L’essence au plomb ne sera plus utilisée dans aucun pays du monde, a annoncé lundi 30 août le Programme des Nations Unies pour l’environnement (PNUE), une “étape majeure”.

Près d’un siècle après les premiers avertissements sur les effets toxiques du gaz au plomb, l’Algérie, dernier pays à utiliser ce carburant, a épuisé ses stocks le mois dernier, a indiqué le PNUE ce lundi. « La mise en œuvre réussie de l’interdiction de l’essence au plomb est une étape importante pour la santé mondiale et notre environnement », a déclaré Inger Anderson, directrice exécutive du PNUE au PNUE.

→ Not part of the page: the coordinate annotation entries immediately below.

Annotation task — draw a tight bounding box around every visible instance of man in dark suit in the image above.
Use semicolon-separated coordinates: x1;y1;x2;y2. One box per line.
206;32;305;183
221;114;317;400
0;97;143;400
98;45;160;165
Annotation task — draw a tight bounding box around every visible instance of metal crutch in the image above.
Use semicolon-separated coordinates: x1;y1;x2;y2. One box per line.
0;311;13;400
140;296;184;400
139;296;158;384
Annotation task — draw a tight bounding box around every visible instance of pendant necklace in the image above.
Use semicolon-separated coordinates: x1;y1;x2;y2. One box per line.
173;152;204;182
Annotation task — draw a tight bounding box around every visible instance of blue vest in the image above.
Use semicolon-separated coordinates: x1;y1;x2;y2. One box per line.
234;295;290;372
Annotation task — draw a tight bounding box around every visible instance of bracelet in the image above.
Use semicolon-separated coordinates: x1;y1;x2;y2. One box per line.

Jusqu’à il y a 20 ans, l’essence au plomb était encore utilisée dans plus d’une centaine de pays. Le premier avertissement a été lancé en 1924 lorsque des dizaines de travailleurs ont été hospitalisés et cinq ont été déclarés morts suite à la saisie d’une raffinerie dans le New Jersey (USA).

Depuis que la Corée du Nord, la Birmanie et l’Afghanistan ont cessé de vendre de l’essence au plomb en 2016, seuls quelques pays exploitent encore des stations-service qui fournissent ce carburant. L’Algérie a finalement retiré l’Irak et le Yémen.

L’élimination de l’essence au plomb “empêchera plus de 1,2 million de décès prématurés par an, augmentera les points de QI chez les enfants et économisera 2 440 milliards de dollars (2 034 milliards de dollars) dans l’économie mondiale, a déclaré le PNUE dans un communiqué”. Cependant, le PNUE souligne que l’utilisation de combustibles fossiles en général doit être considérablement réduite pour atténuer les effets du changement climatique, en particulier dans les marchés émergents où l’augmentation attendue des ventes de véhicules est attendue.

« Les transports sont responsables d’un quart des émissions mondiales de gaz à effet de serre liées à l’énergie et devraient augmenter d’un tiers d’ici 2050 », a déclaré le PNUE, ajoutant que 1,2 milliard de nouveaux véhicules seront mis en service au cours de la prochaine décennie.

Cela comprend des millions de véhicules d’occasion exportés d’Europe, des États-Unis et du Japon vers les pays à revenu intermédiaire et faible. Le groupe a ajouté que cela pourrait conduire au réchauffement climatique et à la pollution de l’air (accidents).